The existence of sunspots has been known since ancient times (Sec. 1.1), but it was only in 1908 that they were found to be the sites of very strong magnetic fields, where huge magnetic flux tubes emerge through the solar surface. In the past ten years, there has been a sea change in understanding due to high-resolution observations of their fine-scale structure from the ground and space (Figures 1.28 and 1.29), as well as an initial probing of subsurface structure by local helioseismology and an increase in computational power that has made much more realistic simulations viable.

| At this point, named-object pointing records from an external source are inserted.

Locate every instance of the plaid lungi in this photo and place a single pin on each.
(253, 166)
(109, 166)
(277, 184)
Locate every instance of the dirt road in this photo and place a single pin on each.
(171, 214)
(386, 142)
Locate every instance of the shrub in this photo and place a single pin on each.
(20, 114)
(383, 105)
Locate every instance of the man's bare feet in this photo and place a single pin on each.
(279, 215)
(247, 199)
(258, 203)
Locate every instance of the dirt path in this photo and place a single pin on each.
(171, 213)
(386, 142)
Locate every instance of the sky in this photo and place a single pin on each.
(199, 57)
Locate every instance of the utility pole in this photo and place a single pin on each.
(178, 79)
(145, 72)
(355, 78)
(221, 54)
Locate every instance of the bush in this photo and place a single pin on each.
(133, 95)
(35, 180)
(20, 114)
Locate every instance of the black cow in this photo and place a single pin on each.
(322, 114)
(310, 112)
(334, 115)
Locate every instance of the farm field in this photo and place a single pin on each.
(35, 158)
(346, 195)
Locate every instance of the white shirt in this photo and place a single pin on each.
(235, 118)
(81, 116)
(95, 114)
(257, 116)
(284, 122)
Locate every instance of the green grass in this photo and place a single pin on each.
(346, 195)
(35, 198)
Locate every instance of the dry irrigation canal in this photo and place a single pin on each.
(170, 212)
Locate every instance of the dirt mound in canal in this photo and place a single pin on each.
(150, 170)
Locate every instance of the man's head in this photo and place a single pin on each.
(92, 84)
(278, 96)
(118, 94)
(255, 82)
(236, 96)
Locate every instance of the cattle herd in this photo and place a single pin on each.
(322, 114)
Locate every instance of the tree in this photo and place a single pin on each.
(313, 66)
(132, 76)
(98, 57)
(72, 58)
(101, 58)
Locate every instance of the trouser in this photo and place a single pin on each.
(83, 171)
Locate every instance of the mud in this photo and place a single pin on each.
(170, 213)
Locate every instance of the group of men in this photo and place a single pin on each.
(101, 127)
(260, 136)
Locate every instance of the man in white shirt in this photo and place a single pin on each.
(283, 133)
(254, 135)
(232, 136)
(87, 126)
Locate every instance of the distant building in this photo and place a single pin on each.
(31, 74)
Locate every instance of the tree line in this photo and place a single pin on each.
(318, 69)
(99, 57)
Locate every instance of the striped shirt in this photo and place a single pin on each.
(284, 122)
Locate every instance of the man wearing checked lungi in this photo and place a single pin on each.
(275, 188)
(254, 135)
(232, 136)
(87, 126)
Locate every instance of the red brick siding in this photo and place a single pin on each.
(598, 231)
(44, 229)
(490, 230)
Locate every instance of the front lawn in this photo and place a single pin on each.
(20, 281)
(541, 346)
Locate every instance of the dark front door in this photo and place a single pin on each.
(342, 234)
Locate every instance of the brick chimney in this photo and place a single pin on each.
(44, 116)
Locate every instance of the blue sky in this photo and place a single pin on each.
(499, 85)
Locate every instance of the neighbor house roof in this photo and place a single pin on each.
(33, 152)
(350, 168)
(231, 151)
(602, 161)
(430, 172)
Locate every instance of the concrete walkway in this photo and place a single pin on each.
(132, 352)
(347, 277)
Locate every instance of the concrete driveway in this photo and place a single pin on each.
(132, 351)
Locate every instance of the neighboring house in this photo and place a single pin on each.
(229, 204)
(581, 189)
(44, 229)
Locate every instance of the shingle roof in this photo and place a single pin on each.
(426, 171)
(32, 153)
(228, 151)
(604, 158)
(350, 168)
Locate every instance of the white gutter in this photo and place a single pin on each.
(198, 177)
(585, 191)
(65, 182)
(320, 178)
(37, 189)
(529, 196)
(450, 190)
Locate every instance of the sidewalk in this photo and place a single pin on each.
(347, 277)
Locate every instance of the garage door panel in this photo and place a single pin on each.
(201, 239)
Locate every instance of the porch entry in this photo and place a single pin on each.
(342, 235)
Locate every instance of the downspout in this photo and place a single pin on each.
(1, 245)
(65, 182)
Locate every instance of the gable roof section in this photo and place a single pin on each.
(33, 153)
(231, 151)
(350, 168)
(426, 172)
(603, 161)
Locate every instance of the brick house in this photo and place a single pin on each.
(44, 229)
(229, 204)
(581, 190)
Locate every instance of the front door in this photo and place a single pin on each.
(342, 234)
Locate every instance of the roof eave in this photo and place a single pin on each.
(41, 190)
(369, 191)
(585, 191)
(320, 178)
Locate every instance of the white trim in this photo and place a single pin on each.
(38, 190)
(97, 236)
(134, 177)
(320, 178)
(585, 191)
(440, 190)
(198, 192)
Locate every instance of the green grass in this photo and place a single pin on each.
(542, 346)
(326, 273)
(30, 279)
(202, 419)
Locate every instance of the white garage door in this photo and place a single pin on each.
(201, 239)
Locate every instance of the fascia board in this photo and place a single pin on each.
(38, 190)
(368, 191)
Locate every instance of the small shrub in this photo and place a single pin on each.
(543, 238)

Aspects related to sunspots that are covered in this chapter include magnetoconvection and sunspot cooling (Sec. 9.1), intense magnetic flux tubes (Sec. 9.2), magnetic buoyancy (Sec. 9.3), the global equilibrium of sunspots (Sec. 9.4), fine-scale structure of umbra and penumbra (Sec. 9.5), sunspot evolution (Sec. 9.6), and, to conclude, a numerical model that unifies many aspects of sunspots (Sec. 9.7).

In preparation, Sections 1.4.2, 1.7, and 2.9 describe the observed properties and behaviour of photospheric magnetic fields, active regions, sunspots and flux tubes. Excellent accounts can be found in the reviews by Solanki (2003), Thomas and Weiss (2008).

Magnetoconvection

Before tackling sunspots, it is worth summarising magnetoconvection (i.e., thermal convection in a magnetic field). Modelling the convection zone is a formidable task, since the convection is nonlinear, compressible, three-dimensional, unsteady, rotating and threaded by intense flux tubes, while many parameter values are far too extreme to be adopted in computations.